Depression accelerates aging in the brain, but scientists are expanding their understanding of its effects and making strides toward developing drugs to treat associated cognitive symptoms, according to research revealed at a Feb. 14 news briefing at the 2019 AAAS Annual Meeting in Washington, D.C.
The healthy aging brain sees a gradual decline in the density of synapses – the structures that transfer information between cells in the brain – said Irina Esterlis, associate professor of psychiatry at Yale University.
This process unfolds over many decades, so “you’re not going to notice cognitive, emotional or social changes until later in life,” Esterlis said.
The brain of a person with depression, by contrast, sees a more rapid decline in synaptic density, she said. This lower synaptic density causes accelerated aging in the brain, which is associated with cognitive decline.
The lower the synaptic density, the less effective are an individual’s skills related to working and visual memory, visual perception and attention, Esterlis explained. Lower synaptic density is also associated with higher levels of anhedonia – the inability to feel pleasure, she said.
Esterlis has used positron emission topography scans to identify the differences in the brains of healthy individuals from those with depression, which can be seen as early as age 40. Her PET imaging studies also reveal that more severe depression results in lower levels of synaptic density – and thus more severe cognitive symptoms – than those with less severe depression.
Despite that symptoms like memory decline are associated with many neuropsychiatric disorders, no medication currently used to treat such disorders specifically addresses cognitive symptoms, said Etienne Sibille, professor of psychiatry, pharmacology and toxicology at the University of Toronto. “What we need is novel drugs with novel mechanisms,” said Sibille.
Researchers are making progress on a drug to address the underlying causes of the symptoms, identifying a particular deficit at the cellular level and developing molecules to address the deficit, he said.
Sibille shared the effects of this compound on animals: Older mice and mice that have been stressed see deficits in their working memory abilities.
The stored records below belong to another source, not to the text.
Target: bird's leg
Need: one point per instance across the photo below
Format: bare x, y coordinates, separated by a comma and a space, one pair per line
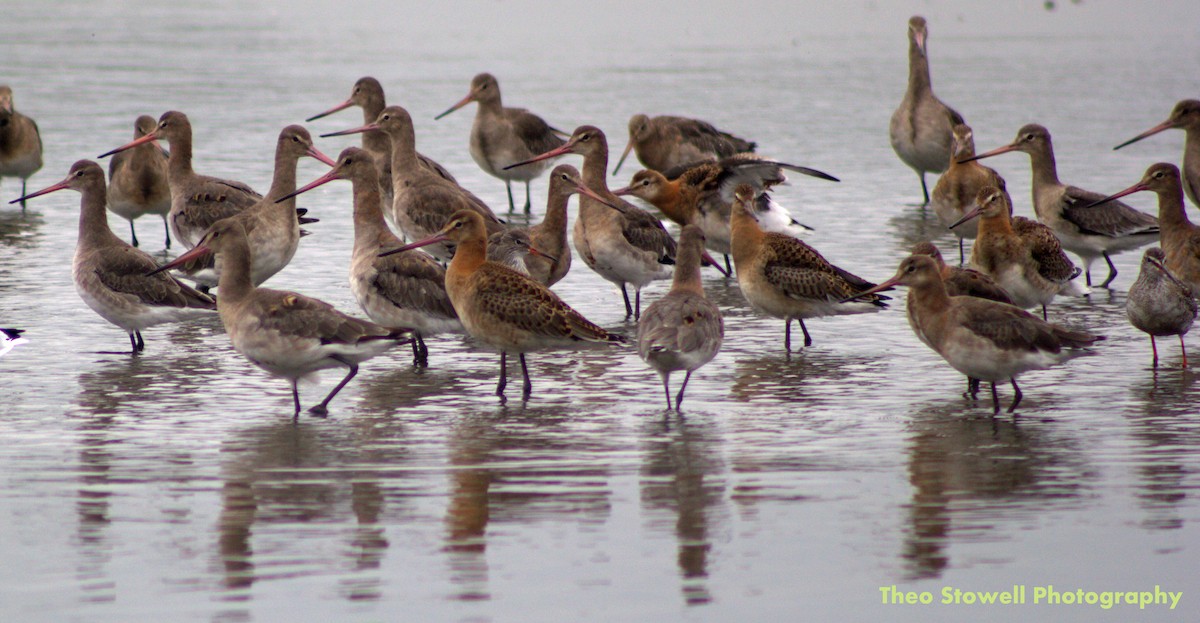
323, 408
666, 387
808, 339
527, 388
1113, 270
679, 397
504, 375
295, 400
420, 352
1017, 399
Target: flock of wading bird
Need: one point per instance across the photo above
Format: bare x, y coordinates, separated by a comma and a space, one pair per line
479, 275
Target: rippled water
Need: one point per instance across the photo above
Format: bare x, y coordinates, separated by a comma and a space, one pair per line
175, 486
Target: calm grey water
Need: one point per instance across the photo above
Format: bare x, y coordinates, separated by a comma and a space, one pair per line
174, 486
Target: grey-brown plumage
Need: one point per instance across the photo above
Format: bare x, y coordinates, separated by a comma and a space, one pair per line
665, 142
196, 201
424, 201
983, 339
1159, 304
287, 334
137, 180
21, 143
683, 330
501, 136
115, 279
502, 307
786, 279
1186, 115
400, 289
922, 127
1021, 255
367, 94
1084, 227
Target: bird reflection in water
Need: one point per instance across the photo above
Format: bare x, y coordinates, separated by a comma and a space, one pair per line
514, 465
683, 474
1167, 430
971, 475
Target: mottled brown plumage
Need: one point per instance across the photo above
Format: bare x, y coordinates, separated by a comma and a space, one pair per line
665, 142
1023, 256
785, 277
502, 307
501, 136
621, 241
113, 277
1098, 231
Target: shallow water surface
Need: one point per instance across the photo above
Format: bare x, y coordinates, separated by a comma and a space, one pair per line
174, 485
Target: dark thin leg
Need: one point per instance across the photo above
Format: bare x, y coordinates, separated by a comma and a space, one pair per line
679, 397
504, 375
1017, 399
972, 389
1113, 270
323, 408
527, 388
420, 352
295, 400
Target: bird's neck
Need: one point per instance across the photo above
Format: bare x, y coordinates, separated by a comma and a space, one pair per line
234, 283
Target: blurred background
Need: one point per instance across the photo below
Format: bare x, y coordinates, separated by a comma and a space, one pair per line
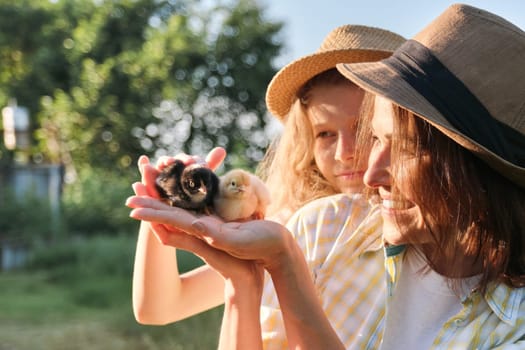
86, 87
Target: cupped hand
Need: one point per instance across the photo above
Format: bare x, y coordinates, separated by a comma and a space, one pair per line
263, 241
169, 233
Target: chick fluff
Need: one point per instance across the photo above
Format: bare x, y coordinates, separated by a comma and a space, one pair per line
188, 186
241, 196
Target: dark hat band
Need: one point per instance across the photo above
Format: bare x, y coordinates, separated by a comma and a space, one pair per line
417, 66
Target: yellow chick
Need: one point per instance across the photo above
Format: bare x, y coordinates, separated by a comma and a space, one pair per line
241, 196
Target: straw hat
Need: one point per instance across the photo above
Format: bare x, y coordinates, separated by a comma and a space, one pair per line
465, 74
349, 43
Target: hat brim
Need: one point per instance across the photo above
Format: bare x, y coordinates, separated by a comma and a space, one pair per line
380, 79
284, 86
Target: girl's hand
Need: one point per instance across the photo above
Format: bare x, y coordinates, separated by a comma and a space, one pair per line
263, 241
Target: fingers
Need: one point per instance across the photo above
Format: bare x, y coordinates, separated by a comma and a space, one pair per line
139, 189
215, 157
147, 202
160, 213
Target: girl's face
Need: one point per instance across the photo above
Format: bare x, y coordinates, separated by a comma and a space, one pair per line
402, 219
333, 113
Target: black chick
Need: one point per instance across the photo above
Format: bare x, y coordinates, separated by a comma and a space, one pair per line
190, 187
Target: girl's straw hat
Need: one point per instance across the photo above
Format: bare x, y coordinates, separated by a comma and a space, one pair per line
349, 43
465, 74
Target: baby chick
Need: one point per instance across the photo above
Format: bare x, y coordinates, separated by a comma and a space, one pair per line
188, 186
241, 196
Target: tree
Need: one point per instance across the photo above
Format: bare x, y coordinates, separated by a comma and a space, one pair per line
106, 81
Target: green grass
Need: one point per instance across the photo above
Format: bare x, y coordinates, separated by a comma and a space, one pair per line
84, 308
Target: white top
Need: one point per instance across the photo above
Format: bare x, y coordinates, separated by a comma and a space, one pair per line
421, 303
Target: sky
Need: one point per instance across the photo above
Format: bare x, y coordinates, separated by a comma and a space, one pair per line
307, 22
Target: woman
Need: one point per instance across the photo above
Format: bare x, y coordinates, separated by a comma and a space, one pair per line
447, 159
319, 108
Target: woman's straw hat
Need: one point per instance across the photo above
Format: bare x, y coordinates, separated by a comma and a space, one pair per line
349, 43
465, 74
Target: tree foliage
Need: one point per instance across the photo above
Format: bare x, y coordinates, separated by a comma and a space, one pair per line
106, 81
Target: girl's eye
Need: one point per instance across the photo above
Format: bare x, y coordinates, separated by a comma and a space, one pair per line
324, 134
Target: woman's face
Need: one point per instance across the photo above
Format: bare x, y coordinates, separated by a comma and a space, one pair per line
402, 219
333, 112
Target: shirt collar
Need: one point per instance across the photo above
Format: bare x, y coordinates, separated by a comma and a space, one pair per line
506, 302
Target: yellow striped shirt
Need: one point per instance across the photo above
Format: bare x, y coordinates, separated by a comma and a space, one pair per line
495, 320
341, 239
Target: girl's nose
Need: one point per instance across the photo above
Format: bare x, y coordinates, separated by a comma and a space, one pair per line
378, 171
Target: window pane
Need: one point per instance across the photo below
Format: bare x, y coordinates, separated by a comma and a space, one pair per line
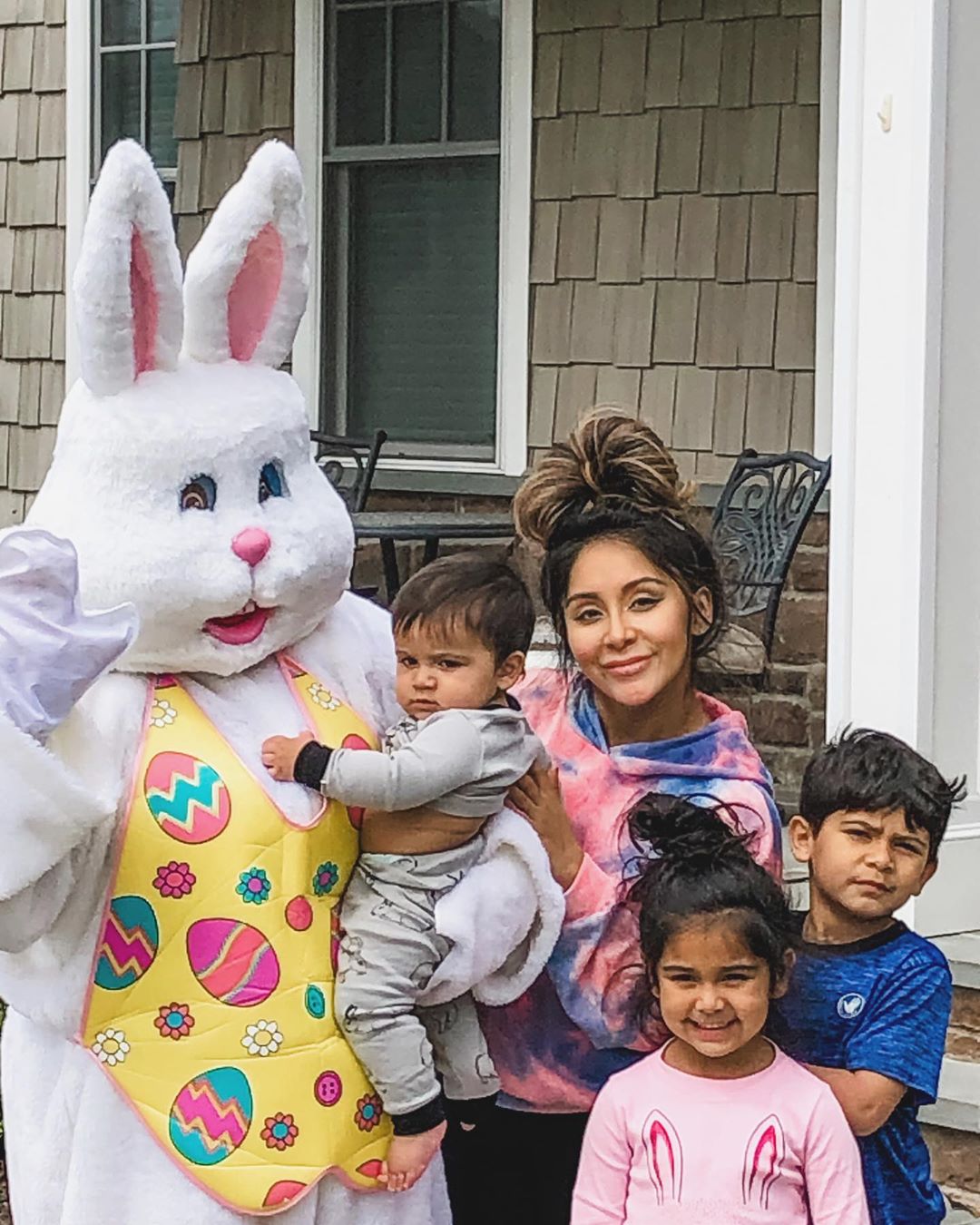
416, 75
120, 22
360, 77
162, 20
161, 101
475, 70
120, 97
423, 322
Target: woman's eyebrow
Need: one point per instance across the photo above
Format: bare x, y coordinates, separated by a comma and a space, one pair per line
627, 587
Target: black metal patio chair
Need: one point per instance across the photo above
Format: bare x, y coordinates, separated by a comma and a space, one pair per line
349, 465
756, 527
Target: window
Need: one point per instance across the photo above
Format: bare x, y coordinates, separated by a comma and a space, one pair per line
135, 80
412, 224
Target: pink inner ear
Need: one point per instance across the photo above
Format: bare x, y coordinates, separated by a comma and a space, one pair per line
146, 307
254, 291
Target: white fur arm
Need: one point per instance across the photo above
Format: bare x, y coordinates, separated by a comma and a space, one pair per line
46, 818
503, 919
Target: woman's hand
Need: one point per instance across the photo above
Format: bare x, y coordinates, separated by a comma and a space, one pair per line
279, 755
538, 797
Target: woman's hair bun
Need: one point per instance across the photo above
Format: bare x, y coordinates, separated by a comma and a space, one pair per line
610, 462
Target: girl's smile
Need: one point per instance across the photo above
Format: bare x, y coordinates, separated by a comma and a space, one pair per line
714, 996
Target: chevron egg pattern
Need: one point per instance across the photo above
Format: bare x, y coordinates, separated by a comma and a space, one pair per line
186, 797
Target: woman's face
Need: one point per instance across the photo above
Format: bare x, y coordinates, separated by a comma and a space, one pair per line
629, 623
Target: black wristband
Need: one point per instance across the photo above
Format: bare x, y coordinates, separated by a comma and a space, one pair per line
311, 765
422, 1119
472, 1110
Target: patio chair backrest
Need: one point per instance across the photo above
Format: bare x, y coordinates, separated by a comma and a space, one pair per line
352, 479
757, 524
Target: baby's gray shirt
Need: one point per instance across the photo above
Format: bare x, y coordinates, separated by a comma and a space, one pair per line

Within 30 minutes of injection of the drug, the older or stressed mice performed at the same levels as young mice. Newly released data also show that after two months of treatment with the drug, the synapse levels of old mice have been brought back to the levels seen in young mice, “rejuvenating the brain,” said Sibille.
The researchers submitted a patent for the compound shortly before their briefing and aim to begin testing the compound in a clinical setting in about two years, Sibille said.
Daniela Kaufer, professor of integrative biology at the University of California, Berkeley, shared progress toward addressing another cause of cognitive decline: dysfunction of the blood-brain barrier. The blood-brain barrier ordinarily protects the brain, but Kaufer’s work shows that when the barrier falters, itself a sign of aging, proteins can enter brain cells called astrocytes, which causes inflammation in the brain and leads to cognitive impairments.
Teaming up with molecular chemists to create a drug to address this dysfunction, Kaufer expected that its use in animals might only prevent future cognitive decline. In fact, it reversed the underlying cause of the dysfunction, which resulted in older animals performing at the levels of young animals, Kaufer said.
“This understanding from the mice is very exciting for us. The next step is to ask questions of what this means for humans,” said Kaufer, noting that other researchers are taking up this mantle.
“If we can identify those who have lower synaptic density, for example, in the hippocampus, and we can identify them early on,” Esterlis said, the ability to treat cognitive decline can improve the lives of individuals suffering from these symptoms.